Bild: Wer hier sitzt, ist schon Teil der Uni: Hörsaal mit Erstis.
„Ich klage aus Prinzip“, sagt Maciej Kawecki, Bachelorstudent in
Volkswirtschaftslehre an der Humboldt-Universität (HU). „Dass nur die
ausländischen Studierenden Gebühren für Bewerbungen zahlen müssen, geht
gegen europäisches Recht“, findet er. Vor zwei Jahren hat sich der
gebürtige Pole über das Onlineportal Uni Assist an drei deutschen Unis
beworben, dafür 73 Euro ausgegeben – und einen Platz bekommen. Trotzdem hat
Kawecki nie verstanden, dass ihn die Bewerbung so viel Geld kosten sollte
und deutsche Staatsbürger nichts.
Uni Assist bewertet für Hochschulen, ob internationale Bewerbungsunterlagen
richtig und vollständig sind. Am 4. April hat Kaweckis Anwalt die Klage
gegen die Humboldt-Universität eingereicht. Das Auslagern universitärer
Aufgaben an einen externen Verein wirft Kawecki der HU vor. Die Kosten für
die Klage übernimmt die Studierendenvertretung RefRat der HU.
Mit seiner Kritik ist Maciej Kawecki nicht allein: Studierendenvertreter
der Freien Universität (FU), der Humboldt-Universität und der Technischen
Universität (TU) fordern den Austritt aus dem Bewerbungsportal. „Wieso
sollen Menschen abhängig davon, welcher Nationalität sie angehören,
Gebühren für Bewerbungen zahlen?“, fragt Philipp Barth vom Asta der FU.

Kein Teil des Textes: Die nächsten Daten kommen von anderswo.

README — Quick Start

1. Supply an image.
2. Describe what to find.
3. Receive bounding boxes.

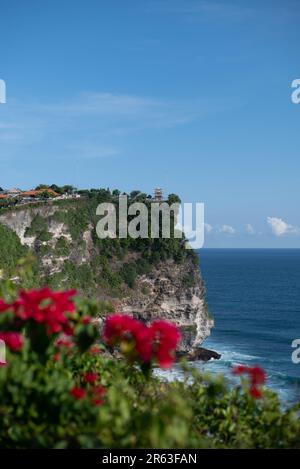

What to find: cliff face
[121,260,214,351]
[0,203,213,351]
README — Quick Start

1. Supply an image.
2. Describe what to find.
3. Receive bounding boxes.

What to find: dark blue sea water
[199,249,300,403]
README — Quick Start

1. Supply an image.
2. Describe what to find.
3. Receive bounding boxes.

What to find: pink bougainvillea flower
[12,287,76,334]
[151,320,181,368]
[104,314,181,368]
[84,372,99,384]
[233,365,267,399]
[104,314,152,362]
[250,386,263,399]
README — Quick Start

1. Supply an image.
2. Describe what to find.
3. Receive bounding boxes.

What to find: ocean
[199,249,300,404]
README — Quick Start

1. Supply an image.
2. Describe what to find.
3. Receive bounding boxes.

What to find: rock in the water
[177,347,221,362]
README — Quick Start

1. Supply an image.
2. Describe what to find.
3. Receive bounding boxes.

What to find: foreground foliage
[0,274,300,448]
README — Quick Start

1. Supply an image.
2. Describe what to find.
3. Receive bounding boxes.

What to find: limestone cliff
[121,260,214,351]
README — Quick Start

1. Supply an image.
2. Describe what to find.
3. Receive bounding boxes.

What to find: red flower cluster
[84,371,99,384]
[233,365,267,399]
[0,332,24,352]
[104,314,181,368]
[11,287,76,335]
[70,386,86,400]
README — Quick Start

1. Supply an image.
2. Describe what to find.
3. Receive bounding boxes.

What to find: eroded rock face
[0,205,214,352]
[119,261,214,351]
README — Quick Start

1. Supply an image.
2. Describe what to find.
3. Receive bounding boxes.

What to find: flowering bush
[0,283,300,448]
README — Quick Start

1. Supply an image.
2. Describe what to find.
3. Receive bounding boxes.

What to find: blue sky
[0,0,300,247]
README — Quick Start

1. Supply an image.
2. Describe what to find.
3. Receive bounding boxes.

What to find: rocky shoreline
[176,347,221,362]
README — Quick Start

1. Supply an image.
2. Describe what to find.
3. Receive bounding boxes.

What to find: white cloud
[245,223,255,235]
[267,217,300,236]
[220,225,235,235]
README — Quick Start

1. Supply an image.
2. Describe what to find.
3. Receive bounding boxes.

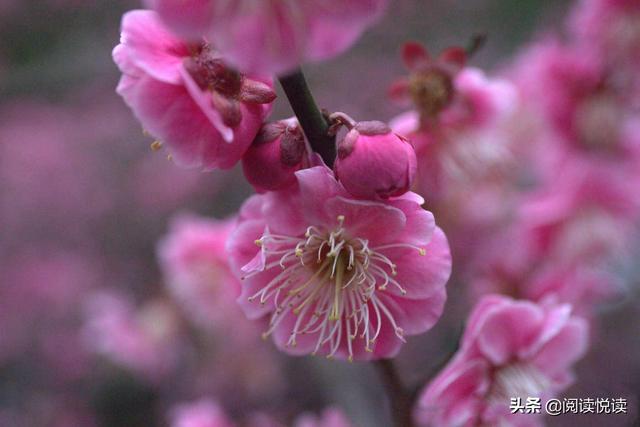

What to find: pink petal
[383,228,451,300]
[477,302,543,366]
[324,197,406,246]
[533,317,589,375]
[380,287,447,335]
[117,75,224,167]
[121,10,189,84]
[145,0,216,41]
[180,67,233,143]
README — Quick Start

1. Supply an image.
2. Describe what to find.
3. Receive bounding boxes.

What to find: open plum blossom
[390,42,517,198]
[113,10,276,169]
[416,295,588,427]
[227,165,451,360]
[147,0,387,74]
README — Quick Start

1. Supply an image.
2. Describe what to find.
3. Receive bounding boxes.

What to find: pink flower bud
[335,121,416,199]
[242,119,309,193]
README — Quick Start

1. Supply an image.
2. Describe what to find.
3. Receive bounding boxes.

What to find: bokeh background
[0,0,640,427]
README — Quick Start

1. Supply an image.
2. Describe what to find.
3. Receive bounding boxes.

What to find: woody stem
[279,68,336,167]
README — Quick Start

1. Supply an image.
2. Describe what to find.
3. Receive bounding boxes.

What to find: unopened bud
[335,121,416,199]
[242,119,309,193]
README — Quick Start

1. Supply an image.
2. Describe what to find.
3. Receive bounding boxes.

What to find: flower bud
[335,121,416,199]
[242,118,309,193]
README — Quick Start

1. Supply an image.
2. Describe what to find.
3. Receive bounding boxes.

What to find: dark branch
[279,69,336,167]
[374,359,413,427]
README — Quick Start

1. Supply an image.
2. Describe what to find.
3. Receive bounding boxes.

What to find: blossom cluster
[0,0,640,427]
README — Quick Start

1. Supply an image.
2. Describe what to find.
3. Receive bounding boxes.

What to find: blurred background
[0,0,640,427]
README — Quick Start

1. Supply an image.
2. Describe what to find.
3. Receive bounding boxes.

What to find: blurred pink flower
[569,0,640,89]
[171,399,235,427]
[0,101,114,242]
[416,295,588,427]
[293,408,353,427]
[520,158,640,265]
[334,121,416,199]
[84,291,180,381]
[113,10,276,169]
[158,215,244,330]
[390,68,519,199]
[242,117,311,193]
[147,0,387,75]
[227,166,451,360]
[0,251,101,368]
[158,215,280,398]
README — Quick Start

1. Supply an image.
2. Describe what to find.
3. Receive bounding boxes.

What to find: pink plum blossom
[569,0,640,88]
[227,165,451,360]
[520,158,638,264]
[84,291,179,381]
[158,214,280,397]
[390,43,518,203]
[147,0,387,75]
[293,408,352,427]
[242,118,311,193]
[158,215,240,329]
[334,121,416,199]
[416,295,588,427]
[113,10,276,169]
[171,399,235,427]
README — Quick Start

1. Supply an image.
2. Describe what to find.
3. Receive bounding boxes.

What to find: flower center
[245,215,425,360]
[487,362,550,403]
[409,69,454,117]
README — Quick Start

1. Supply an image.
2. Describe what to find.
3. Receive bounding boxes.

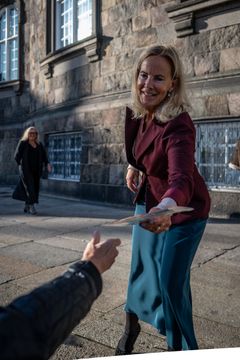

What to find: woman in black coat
[13,126,51,214]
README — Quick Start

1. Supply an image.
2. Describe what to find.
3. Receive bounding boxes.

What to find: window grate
[55,0,93,49]
[0,6,18,82]
[195,121,240,190]
[48,133,82,181]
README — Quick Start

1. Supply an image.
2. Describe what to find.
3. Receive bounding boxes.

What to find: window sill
[40,36,99,79]
[0,80,24,95]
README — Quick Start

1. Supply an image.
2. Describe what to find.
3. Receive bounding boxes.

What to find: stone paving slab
[193,316,240,349]
[0,255,42,283]
[205,220,240,239]
[0,242,80,267]
[35,236,90,254]
[192,282,240,327]
[73,318,166,355]
[201,232,240,250]
[13,265,68,291]
[50,335,113,360]
[1,223,68,241]
[191,260,240,290]
[192,244,226,268]
[0,233,32,247]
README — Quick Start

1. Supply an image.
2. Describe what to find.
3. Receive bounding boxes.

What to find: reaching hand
[82,231,121,273]
[140,208,172,234]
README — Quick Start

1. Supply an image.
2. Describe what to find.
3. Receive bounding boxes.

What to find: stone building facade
[0,0,240,216]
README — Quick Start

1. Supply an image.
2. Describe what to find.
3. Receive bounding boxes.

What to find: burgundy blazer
[125,108,210,224]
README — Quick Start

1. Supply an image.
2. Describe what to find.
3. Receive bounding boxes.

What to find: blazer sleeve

„Jede zweite Bewerbung scheitert an den bürokratischen Hürden“, so sein
Kollege Joao Fidalgo von der HU. „Häufig ist es so, dass bei der Bewerbung
etwas fehlt, Uni Assist aber erst darüber Bescheid gibt, wenn die Frist
ohnehin schon abgelaufen ist“, sagt Fidalgo weiter.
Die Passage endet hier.